Dr. Gatewood is Director of the Neuroinformatics Core for the International Neuroimaging Consortium (INC). She supervises outreach activities for the collaboratory, including the Website, interactive demonstrations, tutorial presentations and conference coordination. In addition, she co-directs a major National Library of Medicine (NLM) training grant in medical informatics, one of the first programs in the field now in its 28th year of NIH funding. This program provides informatics research opportunities, graduate programs and computer resources for medical and graduate students, health professionals and postdoctoral fellows. She has been active in clinical research and its information systems support for the past 30 years. Other research interests include regional immunization registries, integration of public health recording systems and other applications of public health informatics.

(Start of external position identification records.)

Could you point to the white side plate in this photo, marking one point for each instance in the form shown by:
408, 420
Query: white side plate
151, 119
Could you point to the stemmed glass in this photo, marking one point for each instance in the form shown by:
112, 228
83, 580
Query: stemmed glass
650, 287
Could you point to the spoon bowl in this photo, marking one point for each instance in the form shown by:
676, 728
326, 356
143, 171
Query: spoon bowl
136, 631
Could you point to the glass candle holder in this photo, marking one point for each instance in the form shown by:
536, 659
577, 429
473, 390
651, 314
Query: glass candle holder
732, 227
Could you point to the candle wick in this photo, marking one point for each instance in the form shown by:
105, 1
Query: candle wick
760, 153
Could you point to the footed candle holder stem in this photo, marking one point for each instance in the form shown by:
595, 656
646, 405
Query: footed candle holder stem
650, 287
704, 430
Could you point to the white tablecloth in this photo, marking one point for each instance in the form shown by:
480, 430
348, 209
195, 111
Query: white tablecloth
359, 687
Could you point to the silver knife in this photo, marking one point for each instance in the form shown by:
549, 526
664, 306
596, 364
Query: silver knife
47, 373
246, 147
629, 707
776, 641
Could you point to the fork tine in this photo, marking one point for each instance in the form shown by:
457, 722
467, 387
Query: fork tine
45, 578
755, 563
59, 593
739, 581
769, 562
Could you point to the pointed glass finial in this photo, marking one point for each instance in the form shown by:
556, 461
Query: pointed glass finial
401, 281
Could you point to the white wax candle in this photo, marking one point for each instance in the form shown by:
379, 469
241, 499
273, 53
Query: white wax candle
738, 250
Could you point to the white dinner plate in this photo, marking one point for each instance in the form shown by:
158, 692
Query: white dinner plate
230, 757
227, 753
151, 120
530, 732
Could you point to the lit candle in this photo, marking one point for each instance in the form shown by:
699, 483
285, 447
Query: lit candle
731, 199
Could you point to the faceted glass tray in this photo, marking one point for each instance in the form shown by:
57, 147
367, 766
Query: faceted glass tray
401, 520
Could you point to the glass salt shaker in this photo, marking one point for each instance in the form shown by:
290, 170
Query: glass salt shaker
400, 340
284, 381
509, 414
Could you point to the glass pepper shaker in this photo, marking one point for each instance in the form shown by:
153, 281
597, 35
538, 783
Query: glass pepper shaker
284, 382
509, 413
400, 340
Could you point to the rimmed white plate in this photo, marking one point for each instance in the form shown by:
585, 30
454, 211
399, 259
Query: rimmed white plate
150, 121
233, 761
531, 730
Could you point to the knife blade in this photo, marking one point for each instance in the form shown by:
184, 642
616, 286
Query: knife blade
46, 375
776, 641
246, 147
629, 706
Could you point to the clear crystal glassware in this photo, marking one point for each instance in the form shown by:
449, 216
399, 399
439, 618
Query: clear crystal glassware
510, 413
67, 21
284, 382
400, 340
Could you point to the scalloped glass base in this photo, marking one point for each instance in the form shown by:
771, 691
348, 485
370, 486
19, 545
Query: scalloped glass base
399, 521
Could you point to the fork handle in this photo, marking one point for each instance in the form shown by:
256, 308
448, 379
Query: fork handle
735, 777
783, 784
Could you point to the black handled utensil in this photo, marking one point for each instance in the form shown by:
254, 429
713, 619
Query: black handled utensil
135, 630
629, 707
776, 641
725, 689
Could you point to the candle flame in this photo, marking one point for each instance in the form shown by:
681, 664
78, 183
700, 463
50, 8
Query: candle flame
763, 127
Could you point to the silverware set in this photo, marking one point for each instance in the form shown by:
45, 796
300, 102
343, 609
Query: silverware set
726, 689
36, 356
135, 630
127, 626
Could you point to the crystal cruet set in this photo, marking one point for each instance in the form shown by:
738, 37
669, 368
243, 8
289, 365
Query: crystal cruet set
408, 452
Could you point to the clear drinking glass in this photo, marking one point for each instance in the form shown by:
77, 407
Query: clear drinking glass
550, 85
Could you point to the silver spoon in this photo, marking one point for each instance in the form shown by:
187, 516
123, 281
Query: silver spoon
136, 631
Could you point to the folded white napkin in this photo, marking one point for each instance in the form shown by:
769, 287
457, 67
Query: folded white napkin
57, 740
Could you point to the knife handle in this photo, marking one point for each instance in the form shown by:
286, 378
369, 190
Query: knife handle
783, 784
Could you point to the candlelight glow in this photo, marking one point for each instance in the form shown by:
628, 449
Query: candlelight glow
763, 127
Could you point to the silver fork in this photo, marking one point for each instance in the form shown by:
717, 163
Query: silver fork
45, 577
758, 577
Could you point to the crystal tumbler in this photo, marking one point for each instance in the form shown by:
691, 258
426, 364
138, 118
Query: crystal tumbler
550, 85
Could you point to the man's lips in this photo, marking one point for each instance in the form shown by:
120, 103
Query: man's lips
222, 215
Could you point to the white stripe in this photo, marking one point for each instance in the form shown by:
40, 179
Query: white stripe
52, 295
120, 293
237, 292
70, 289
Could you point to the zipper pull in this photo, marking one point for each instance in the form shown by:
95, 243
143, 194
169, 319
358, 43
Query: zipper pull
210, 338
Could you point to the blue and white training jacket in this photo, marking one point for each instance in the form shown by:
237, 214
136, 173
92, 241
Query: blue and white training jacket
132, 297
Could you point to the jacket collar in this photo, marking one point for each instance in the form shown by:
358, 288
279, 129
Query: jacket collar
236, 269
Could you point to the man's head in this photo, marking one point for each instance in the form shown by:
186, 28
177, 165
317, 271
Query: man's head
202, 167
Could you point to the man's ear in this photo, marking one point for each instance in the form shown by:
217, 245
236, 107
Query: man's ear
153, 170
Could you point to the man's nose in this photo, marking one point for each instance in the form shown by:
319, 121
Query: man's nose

She was previously Director of the National Micropopulation Simulation Resource (NMSR), funded by NIH (National Center for Research Resources) 1983-1998 to promote the use of Monte Carlo and micropopulation models in biomedical research. The NMSR center was unique in that it explored micropopulations of interest to epidemiologists, demographers and those in health services research. In micropopulation simulations, each subject can have a different timecourse for discrete events, which allows analysis of natural disease patterns, prevention and/or interventions over a period of time. It was possible to assemble a population with known genetic characteristics against which to test new methods of genetic analysis, as in linkage or segregation studies. The models were used to simulate population patterns of infectious disease as well as to study chronic diseases such as heart attack, stroke, cancer, arthritis, diabetes. These studies helped scientists understand how disease traits spread through generations, new methods of primary/secondary prevention and the role of risk-factor exposures, such as smoking or diet. Other studies included the complex pattern of intravenous drug use and HIV infection, as well as the efficacy of treatments in a simulated closed population in high-risk areas. Similar models helped to evaluate patterns of influenza nfection and vaccine efficacy in confined populations such as nursing home residents and children in day-care centers.